Я проскочил в ванную и пописал. Я слышал, как Ник с мамой ругаются из-за того, что я опять забыл вынести мусорное ведро. «Это доказывает, – говорил Ник, – что Норман считает, будто мир вращается вокруг него».

Выйдя из ванной, я увидел, что мама и Ник стоят лицом к лицу.

– Ты слишком остро на все реагируешь, – бросила мама в его покрытое испариной лицо.

– Чушь собачья! – ответил он и прошел мимо нее в ванную. Прежде чем Ник открыл рот, я понял, что попался.

– Он опять не спустил за собой воду! – рявкнул Ник. – Джан, это уже в десятый раз как минимум.

Ник вышел из ванной и подозвал меня.

– Тебе придется вымыть унитаз. Только так тебя и можно научить.

Мама встала между мной и Ником.

– Отойди в сторону, черт тебя подери, – сказал он, буравя ее тяжелым взглядом.

Она не двинулась с места и лишь покачала головой.

Я скользнул в ванную.

– Это всегда начинается с ранних лет, – заметил Ник. – Ты врешь по мелочам, хитришь по мелочам. А потом вдруг – раз, и это уже твой образ мыслей. Вся твоя сущность.

– Ник, – возразила мама, – ты врал по-черному, когда был маленьким. Поэтому тебя и вышибали из всех школ, и в средних, и в старших классах, и из военных школ тоже. Так что не надо делать вид, будто это проблема Нормана.

Ник качнулся в дверном проеме, как загнанный в угол зверь. Он был на волосок от того, чтобы взорваться. «Мамочка, только ничего не делай и не говори», – мысленно попросил я.

Мама переступила с ноги на ногу.

– Ты уверен в своей правоте, потому что пьян и обкурен, – бросила она. – Но на самом деле ты не прав.

Слова «не прав», казалось, выдернули Ника на поверхность с большой глубины. Не знаю, что за чувства в нем взыграли, но его шея вытянулась, и на ней вздулись вены; лицо побагровело, а глаза вылезали из орбит, как у мультяшного героя. Правда, все это было совсем не смешно, и я даже перестал дышать.

Он сжал челюсти и заскрежетал зубами.

– Я самый правдивый человек в этом гребаном мире, – процедил он. – А вы двое – сраные вруны.

Ник пристально смотрел на меня – весь красный, в испарине, с выступившими венами.

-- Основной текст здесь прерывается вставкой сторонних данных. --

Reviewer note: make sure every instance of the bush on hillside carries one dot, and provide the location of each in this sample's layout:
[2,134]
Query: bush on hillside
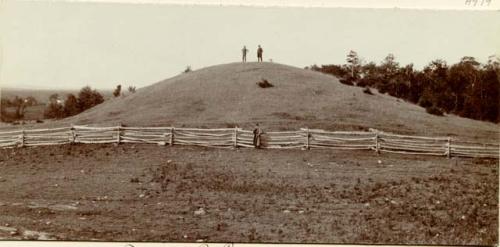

– Я не позволю тебе вырасти лжецом и неудачником. Я должен положить этому конец. Ты ответишь за свое поведение.

Он достал из-под раковины бутылку моющего средства «Аякс» и губку и протянул мне.

– Иди и вычисти унитаз, – приказал он.

Я посмотрел на маму. Она отрицательно покачала головой, но я уже боялся ему перечить и налил в унитаз немного «Аякса».

– Ты не обязан это делать, – сказала она.

– Норман, твоей маме наплевать на тебя, – вставил Ник. – Она хочет, чтобы ты был лжецом и неудачником. Тебе понятно? Она слишком ленива, чтобы остановить тебя.

– Заткнись, Ник, – ответила мама. – Норман не лжец. Лжец у нас ты. Ты!

Тело ее напряглось, словно по нему прошел ток.

– Ты же знаешь, что я прав, – произнес Ник.

Посмотрел на меня и повторил:

– Ты знаешь, что я прав.

«Да, – подумал я, – конечно, он пьян и обкурен. Может, он даже псих… Но он был прав – я солгал».

Я держал губку и бутылку «Аякса». Мама смотрела на меня, заслоненная животом Ника, и качала головой. Было неясно, то ли она сигнализирует мне, чтобы я не чистил унитаз, то ли выражает отвращение к ситуации в целом. А может, и то и другое сразу.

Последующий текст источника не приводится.